Eurozone economic confidence weakened to a 15-month low in June, reflecting the deterioration of morale among consumers and construction managers, survey results from the European Commission showed Wednesday.
The economic confidence index fell to 104.0 in June from 105.0 in May. This was the lowest score since March 2021 but remained above economists’ forecast of 103.0.
The improvements in industrial and services confidence were offset by the falls in sentiment among consumers, retailers and construction managers.
The industrial sentiment index advanced unexpectedly to 7.4 from 6.5 in the previous month. The score was forecast to fall to 4.6.
Similarly, the services confidence index improved to 14.8 from 14.1 a month ago, while the reading was seen falling to 12.5.

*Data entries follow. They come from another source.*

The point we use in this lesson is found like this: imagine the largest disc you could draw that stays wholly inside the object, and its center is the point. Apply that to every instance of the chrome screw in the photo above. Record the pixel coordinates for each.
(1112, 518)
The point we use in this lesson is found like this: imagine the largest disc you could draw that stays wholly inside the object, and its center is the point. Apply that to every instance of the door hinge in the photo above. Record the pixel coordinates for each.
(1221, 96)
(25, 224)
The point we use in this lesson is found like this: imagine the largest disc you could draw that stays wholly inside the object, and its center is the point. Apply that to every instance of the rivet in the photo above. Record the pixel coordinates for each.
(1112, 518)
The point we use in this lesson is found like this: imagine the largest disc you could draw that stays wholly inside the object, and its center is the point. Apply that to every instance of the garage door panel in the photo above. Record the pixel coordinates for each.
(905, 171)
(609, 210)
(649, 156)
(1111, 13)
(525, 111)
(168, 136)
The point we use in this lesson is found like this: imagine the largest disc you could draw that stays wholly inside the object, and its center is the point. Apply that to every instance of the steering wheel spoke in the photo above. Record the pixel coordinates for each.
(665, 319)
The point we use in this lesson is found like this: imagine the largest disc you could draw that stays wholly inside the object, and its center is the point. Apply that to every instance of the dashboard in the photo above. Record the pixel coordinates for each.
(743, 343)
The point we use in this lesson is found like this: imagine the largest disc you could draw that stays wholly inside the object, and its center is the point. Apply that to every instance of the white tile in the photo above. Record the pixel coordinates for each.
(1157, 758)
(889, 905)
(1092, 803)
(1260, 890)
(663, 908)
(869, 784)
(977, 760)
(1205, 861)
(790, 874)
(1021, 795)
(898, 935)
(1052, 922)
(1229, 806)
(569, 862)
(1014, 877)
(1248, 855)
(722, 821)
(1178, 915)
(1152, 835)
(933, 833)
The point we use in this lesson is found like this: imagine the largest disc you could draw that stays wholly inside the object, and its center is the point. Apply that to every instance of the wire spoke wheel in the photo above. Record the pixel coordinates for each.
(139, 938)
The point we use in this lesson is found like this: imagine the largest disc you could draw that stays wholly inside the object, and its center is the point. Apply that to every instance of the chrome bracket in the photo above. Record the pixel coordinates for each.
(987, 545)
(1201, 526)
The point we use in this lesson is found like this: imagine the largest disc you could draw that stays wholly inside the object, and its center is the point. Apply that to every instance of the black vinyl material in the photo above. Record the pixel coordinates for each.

Meanwhile, the consumer confidence index dropped to -23.6 in June, as initially estimated, from -21.2 in May.
Construction confidence also weakened in June due to the sharp fall in employment expectations and a decline in the level of order books. The construction sentiment index plunged to 3.7 from 6.3. Likewise, the retail confidence index slid to -5.1 from -4.2 in the previous month.
The employment expectations index in the currency bloc dropped 1.7 points to 110.9 in June. The downturn was driven by a sharp deterioration in employment plans in construction.
In the EU27, the economic confidence index fell 1.7 points to 102.5 in June.
The European Commission’s Economic Uncertainty Indicator rose again in June, driven by a substantial increase among consumers, which pushed consumer uncertainty to its highest on record. While uncertainty picked up again in industry, it eased in retail trade, services and construction.
Selling price expectations rose to a new all-time high in retail trade and remained unchanged in services. In industry and construction, price expectations eased for the second consecutive month. At the same time, consumers’ price expectations eased for the third straight month.
The Purchasing Managers’ survey results last week showed that private sector expanded at the slowest pace in more than a year in June as the manufacturing output contracted for the first time in two years.
The economic confidence in the euro area was not as bad as feared and paints a more upbeat picture than the PMIs published last week, Michael Tran, an economist at Capital Economics, said.
Nevertheless, the survey also pointed to inflationary pressures remaining strong, which is likely to weigh on demand and sentiment further ahead, Tran noted.